What determines the speed with which you shoot? A lot of people right now might be thinking size of the target, distance to the target those types of things, the geometry problem stuff. It's your confidence in your ability under those circumstances? Think about it. If you think it's gonna be an easy shot you apply less skill, you shoot faster.

If you think it's gonna be a hard shot which is now that's all the geometry problem stuff. If you think it's gonna be a hard shot, if you perceive it, if you recognize it as a hard shot you're gonna slow down and take your time. Does that fit with your experience when you've been shooting? You think it's gonna be easy, you shoot fast. You think it's gonna be hard, you take your time.

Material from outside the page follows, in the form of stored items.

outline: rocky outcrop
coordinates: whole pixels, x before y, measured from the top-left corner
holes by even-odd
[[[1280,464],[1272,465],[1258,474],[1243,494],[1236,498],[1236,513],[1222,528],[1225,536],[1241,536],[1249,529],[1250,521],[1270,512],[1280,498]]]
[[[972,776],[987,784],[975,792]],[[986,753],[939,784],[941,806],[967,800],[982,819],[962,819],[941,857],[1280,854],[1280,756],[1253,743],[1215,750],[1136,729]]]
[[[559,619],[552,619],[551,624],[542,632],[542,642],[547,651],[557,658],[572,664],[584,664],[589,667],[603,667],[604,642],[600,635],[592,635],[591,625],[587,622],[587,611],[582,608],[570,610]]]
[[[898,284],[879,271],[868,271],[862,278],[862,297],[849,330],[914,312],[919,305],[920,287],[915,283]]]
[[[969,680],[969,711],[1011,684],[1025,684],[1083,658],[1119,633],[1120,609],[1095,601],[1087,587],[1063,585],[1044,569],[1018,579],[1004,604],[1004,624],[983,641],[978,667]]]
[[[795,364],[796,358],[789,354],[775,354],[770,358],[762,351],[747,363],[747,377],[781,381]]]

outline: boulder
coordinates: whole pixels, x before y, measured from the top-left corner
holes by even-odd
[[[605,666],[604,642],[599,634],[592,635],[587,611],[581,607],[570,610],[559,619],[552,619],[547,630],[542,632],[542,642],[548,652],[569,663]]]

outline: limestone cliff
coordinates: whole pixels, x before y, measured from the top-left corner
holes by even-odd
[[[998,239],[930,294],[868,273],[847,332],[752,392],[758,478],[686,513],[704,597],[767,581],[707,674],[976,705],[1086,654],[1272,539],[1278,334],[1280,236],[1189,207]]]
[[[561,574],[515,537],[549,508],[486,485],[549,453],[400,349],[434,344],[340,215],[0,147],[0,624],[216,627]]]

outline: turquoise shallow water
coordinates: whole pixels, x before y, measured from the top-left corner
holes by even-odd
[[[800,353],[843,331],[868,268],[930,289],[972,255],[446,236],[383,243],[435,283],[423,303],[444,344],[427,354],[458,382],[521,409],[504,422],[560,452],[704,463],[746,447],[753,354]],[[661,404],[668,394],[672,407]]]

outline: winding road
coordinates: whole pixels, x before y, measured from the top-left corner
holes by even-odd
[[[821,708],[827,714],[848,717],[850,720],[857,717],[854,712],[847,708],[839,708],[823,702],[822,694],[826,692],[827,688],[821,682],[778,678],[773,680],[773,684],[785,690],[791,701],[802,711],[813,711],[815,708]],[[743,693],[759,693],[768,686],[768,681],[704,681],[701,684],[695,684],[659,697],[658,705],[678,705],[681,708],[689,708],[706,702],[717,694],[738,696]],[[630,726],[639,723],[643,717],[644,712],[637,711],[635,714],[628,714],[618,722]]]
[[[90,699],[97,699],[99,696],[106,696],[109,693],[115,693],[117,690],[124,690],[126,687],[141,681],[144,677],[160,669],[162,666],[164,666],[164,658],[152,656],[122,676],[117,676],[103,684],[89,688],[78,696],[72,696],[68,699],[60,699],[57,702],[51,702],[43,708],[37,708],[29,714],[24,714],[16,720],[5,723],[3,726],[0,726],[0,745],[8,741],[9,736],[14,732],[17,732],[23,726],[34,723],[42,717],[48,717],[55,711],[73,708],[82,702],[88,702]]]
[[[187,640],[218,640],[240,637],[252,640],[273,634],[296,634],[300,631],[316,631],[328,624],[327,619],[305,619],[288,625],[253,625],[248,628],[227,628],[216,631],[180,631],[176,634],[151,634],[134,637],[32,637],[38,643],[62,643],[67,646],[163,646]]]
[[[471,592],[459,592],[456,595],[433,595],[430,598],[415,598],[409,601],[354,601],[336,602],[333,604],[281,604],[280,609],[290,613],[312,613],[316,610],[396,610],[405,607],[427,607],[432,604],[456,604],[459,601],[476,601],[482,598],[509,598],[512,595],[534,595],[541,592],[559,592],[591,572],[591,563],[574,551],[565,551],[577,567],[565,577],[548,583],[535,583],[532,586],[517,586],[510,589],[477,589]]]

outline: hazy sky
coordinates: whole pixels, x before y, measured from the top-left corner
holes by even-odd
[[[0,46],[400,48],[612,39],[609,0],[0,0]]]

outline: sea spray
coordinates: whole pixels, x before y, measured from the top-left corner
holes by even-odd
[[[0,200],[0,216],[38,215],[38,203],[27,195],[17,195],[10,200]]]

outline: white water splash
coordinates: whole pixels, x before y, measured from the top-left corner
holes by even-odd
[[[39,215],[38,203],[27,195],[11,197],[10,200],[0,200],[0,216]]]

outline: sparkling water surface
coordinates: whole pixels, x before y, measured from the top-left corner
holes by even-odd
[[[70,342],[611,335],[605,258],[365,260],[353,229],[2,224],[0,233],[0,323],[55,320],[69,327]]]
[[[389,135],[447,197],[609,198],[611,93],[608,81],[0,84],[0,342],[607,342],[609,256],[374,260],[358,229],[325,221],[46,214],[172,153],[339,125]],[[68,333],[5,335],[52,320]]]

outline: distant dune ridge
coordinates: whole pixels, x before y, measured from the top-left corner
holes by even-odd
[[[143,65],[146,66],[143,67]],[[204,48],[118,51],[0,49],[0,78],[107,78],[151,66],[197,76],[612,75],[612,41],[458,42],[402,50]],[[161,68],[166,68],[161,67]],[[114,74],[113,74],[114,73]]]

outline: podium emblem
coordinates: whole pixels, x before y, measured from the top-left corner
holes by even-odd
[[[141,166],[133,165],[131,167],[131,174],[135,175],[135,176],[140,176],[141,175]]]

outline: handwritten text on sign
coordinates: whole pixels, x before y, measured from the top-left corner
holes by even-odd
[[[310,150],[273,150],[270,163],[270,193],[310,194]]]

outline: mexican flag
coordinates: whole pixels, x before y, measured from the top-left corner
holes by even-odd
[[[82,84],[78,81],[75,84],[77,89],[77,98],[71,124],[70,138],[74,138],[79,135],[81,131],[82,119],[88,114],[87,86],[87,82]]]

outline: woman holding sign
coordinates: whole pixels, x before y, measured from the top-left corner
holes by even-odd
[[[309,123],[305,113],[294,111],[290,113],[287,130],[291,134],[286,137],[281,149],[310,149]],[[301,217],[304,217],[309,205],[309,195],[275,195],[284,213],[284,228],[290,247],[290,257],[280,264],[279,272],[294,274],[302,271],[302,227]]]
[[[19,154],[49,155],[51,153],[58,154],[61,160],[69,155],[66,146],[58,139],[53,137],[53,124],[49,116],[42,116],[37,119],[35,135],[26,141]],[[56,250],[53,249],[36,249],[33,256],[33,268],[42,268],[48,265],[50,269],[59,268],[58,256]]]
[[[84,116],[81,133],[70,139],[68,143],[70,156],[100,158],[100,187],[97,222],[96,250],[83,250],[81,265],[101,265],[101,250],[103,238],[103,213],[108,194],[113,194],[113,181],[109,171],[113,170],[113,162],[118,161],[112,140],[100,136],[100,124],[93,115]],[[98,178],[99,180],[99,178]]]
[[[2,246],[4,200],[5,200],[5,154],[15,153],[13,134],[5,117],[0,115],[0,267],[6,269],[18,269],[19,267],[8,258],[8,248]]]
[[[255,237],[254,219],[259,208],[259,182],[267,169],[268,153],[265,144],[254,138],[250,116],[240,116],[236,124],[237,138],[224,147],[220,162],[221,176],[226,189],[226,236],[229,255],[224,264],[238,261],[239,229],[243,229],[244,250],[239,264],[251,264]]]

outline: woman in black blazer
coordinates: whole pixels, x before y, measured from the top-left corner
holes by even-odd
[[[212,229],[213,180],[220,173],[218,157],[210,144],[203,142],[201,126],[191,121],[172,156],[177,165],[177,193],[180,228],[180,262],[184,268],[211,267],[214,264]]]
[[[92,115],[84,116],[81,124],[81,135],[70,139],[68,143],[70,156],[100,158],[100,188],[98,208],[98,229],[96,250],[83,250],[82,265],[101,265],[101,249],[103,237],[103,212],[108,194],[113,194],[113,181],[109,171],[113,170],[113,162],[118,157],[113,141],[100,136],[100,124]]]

You may be right. You may be wrong. And how do you get more right? More practice. You spend more time, effort and energy and training to understand what you are capable of.

You can't read a book that tells you how fast you should be. You need to go out to the range and figure out how fast you are. How much time, effort and energy you have to take. Now there's an asterisk that goes on this. If you buy the book, if you go read the articles online, you watch the videos, you're almost always going to see an asterisk on this.

The old version of the asterisk is unless you are shooting out of fear. Why did I change it? Why did we as an instructor group change it? We changed it because how many of you have heard that you should only shoot when you're in fear for your life or the lives of others? You heard that kind of justification.

Why are you shooting somebody? Well I was in fear for my life. I was afraid. And that's appropriate that you are afraid and that is the reason that you're drawing your gun and shooting, right? You're gonna go into court and say "I was in fear for my life." Okay, so you were in fear for your life.

But Rob Pincus said, if you're shooting out of fear then the gun is gonna be out of control and you're shooting too fast. I don't really want that. Then it was appropriately that we changed it. Now in the old book, in the old stuff it still says out of fear. We now say out of panic.

Panic is different from fear, right? So think about panic. What's panic mean? Means we're out of control. We've seen lots and lots and lots of dash camera videos and surveillance camera videos of people shooting a lot faster than they were shooting when they were shooting that qualification course or when they were shooting at IDPA match or when they were shooting any of their training or practice because they're shooting out of panic, because all of a sudden go way back to earlier slides.

The context. The context was so different from their choreographed, staled, static training that in the real fight, it all went to hell and they drove that gun out and just started pulling the trigger really fast til the bad man stopped. That usually works, but what happens? Department average. Let's go back to that scenario.

Police department qualification score average 93%. Awesome. Really proud of you guys. You're doing a great job. Sir yeah.

Street average. Street hit average is it 92%? No, it's probably more like 22% at best, right? 12% in some places. Why?

Why the huge disparity? False confidence. We were establishing a confidence in our ability to shoot in a model that had nothing to do with the way that we actually need to apply the skills and shoot when we're trying to defend ourselves or someone else. So we have a false confidence. We thought we were a lot better than we were and actually we could be a lot better on the street but we have to train in a very different way and we have to bring those two things together.

So we stopped trying to shoot three inch groups to get a 96% and we start shooting eight inch groups really really fast to get an 81% and you're gonna go from 22 to 52, right? We have to change the training model. That's the idea.